Get your CARS & BS in order before you migrate. πŸ˜‚

This simple mnemonic covers the six essential data sources for building a complete URL list:

  • Crawl
  • Analytics
  • Redirects (existing)
  • Sitemap
  • Backlinks
  • Search Console

Gather from all six, and you won’t miss a URL that matters.

URL Gathering Task Purpose
Crawl domain for HTML URLs Discover all live pages
Categorize by status code Identify redirect needs
Gather backlinked URLs Preserve SEO equity
Crawl XML sitemap Capture declared important pages
Export Search Console data Find indexed URLs
Gather analytics URLs Identify traffic-generating pages
Audit existing redirect tables Prevent redirect chains
Unify all datasets Create comprehensive redirect list

What Datasets Should I Use to Compile Comprehensive URL Lists?

Best Practice

A successful site migration requires gathering URLs from multiple sources to ensure no important page is missed. Relying on a single source will leave gaps in your redirect coverage.

Essential Data Sources

Source What It Captures
Domain Crawl All discoverable HTML URLs
XML Sitemap URLs you’ve declared important
Google Search Console URLs Google knows about
Analytics URLs with actual traffic
Backlink Tools URLs with external links
Existing Redirect Tables Current redirect mappings

The Multi-Source Approach

Each source captures URLs the others might miss:

  • Crawlers miss orphan pages not linked internally
  • Sitemaps may be outdated or incomplete
  • Search Console only shows indexed URLs
  • Analytics misses pages with zero traffic
  • Backlink tools focus on externally linked pages
Gather from all available sources, then deduplicate. It's far better to have redundant data than to miss a high-value URL that loses traffic or SEO equity after migration.

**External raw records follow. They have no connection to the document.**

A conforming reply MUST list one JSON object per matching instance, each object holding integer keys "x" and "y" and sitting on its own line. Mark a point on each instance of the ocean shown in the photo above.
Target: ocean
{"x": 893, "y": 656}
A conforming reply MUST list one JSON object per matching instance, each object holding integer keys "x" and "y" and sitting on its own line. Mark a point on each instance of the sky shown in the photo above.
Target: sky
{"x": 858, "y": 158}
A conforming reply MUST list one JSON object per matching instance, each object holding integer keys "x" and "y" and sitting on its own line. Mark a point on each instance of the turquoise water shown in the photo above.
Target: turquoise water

How Do I Crawl the Domain to Gather HTML URLs?

Critical First Step

Start by crawling your entire domain using a tool like Screaming Frog, Sitebulb, or similar web crawlers. This discovers all HTML pages that are linked within your site structure.

Crawl Configuration

Recommended settings:

  • Crawl depth: Unlimited (or high enough to reach all pages)
  • Respect robots.txt: Disable for migration purposes (you need ALL URLs)
  • Follow internal links: Enabled
  • Crawl outside start folder: Disabled (stay on your domain)
  • Store HTML: Optional but useful for content comparison

What to Extract

Export the following from your crawl:

URL Address
Status Code
Indexability
Canonical URL
Meta Robots
Title

Tips for Handling Large Sites

For sites with 100,000+ URLs:

  1. Segment by subdirectory: Crawl /blog/, /products/, /pages/ separately
  2. Use list mode: Feed known URLs directly instead of discovering
  3. Increase memory allocation: Screaming Frog may need 8GB+ RAM
  4. Run overnight: Large crawls can take hours
⚠️ Crawl the Live Site
Always crawl your current production site before migration begins. Crawling a staging or development environment will miss URLs that only exist in production.
Run your crawl at least twice: once at the start of migration planning and once immediately before launch. URLs change during development, and you need the most current data.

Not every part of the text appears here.